ReplicationDomain is freely accessible at http://replicationdomain.org. It provides a novel tool to examine and compare microarray data for replication timing to other chromosomal properties. Different types of data sets can be aligned, by virtue of the dynamically generated graphical output. This unique feature allows investigators to compare replication timing and other chromosomal properties at any region of the genome under different developmental, genetic (e.g. gene knockout cell lines) and/or experimental conditions. Non-registered users may freely view and download public data sets. Registered users with a ReplicationDomain account may upload their own data sets and view them privately or share them with other registered users. Published or "in press" data sets can be added to the series of data sets public available. Further details of these procedures can be found below.
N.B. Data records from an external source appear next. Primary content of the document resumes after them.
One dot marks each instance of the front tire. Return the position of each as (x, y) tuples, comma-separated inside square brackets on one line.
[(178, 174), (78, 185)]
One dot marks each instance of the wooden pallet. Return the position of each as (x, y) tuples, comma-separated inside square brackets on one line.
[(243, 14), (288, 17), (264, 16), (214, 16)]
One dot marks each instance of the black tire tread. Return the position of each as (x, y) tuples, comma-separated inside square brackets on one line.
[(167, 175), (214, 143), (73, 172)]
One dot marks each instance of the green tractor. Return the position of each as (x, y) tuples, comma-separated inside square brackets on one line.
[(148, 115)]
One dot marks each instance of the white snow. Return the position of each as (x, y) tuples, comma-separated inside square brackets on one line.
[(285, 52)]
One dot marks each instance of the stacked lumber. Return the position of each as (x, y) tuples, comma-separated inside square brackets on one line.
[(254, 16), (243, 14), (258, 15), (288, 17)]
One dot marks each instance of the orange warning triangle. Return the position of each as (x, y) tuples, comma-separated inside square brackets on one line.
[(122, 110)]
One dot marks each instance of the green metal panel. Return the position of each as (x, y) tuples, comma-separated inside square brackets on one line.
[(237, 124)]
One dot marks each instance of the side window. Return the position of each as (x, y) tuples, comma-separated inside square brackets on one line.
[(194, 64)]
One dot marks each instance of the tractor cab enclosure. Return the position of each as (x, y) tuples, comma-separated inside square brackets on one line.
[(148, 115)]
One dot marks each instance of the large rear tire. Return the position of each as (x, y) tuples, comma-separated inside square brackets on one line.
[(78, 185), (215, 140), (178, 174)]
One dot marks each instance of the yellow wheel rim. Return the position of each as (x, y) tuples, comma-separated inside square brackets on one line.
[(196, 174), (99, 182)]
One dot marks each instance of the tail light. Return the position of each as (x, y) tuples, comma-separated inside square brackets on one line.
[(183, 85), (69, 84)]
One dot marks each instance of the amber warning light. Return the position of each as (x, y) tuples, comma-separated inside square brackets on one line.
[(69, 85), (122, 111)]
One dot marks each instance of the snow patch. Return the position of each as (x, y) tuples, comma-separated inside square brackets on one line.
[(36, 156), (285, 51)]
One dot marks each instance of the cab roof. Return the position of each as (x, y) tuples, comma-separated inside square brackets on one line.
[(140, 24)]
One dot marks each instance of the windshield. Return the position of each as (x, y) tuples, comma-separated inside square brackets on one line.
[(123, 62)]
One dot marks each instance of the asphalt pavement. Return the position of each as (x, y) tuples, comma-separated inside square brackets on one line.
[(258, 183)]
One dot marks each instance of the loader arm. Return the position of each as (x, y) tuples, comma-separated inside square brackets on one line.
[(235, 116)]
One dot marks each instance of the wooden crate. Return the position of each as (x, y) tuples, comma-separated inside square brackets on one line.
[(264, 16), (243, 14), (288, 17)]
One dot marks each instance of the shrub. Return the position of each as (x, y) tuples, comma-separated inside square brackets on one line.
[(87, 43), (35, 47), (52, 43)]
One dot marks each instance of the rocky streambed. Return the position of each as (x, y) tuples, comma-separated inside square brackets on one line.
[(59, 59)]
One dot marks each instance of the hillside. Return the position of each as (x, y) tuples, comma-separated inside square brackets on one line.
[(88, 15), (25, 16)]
Getting to a region of interest
Search for a Gene Name near the site of interest (Figure 1, button 4). You may be asked to choose from similar-named genes, particularly if you have typed in a partial gene name. When you arrive to the chromosome position, your gene of interest will appear in the center of the image. You will likely need to zoom out to see the context of your gene. Your gene will remain at the center as you zoom.
When you select a region of the chromosome, the Data Display page will display a floating gene name box (Figure 3, button 3) in the right column that contains the names and map positions of all genes within the selected region. If there are more than 16 genes, the first and last 8 genes are shown, with the number of genes between them indicated. Pointing your mouse cursor at a gene name will open a hover box that will provide its start and stop positions (Figure 3, button 4). Further information about this genomic region or the structure of the genes contained within it can be found by clicking the UCSC Genome Browser link (Figure 3, button 5).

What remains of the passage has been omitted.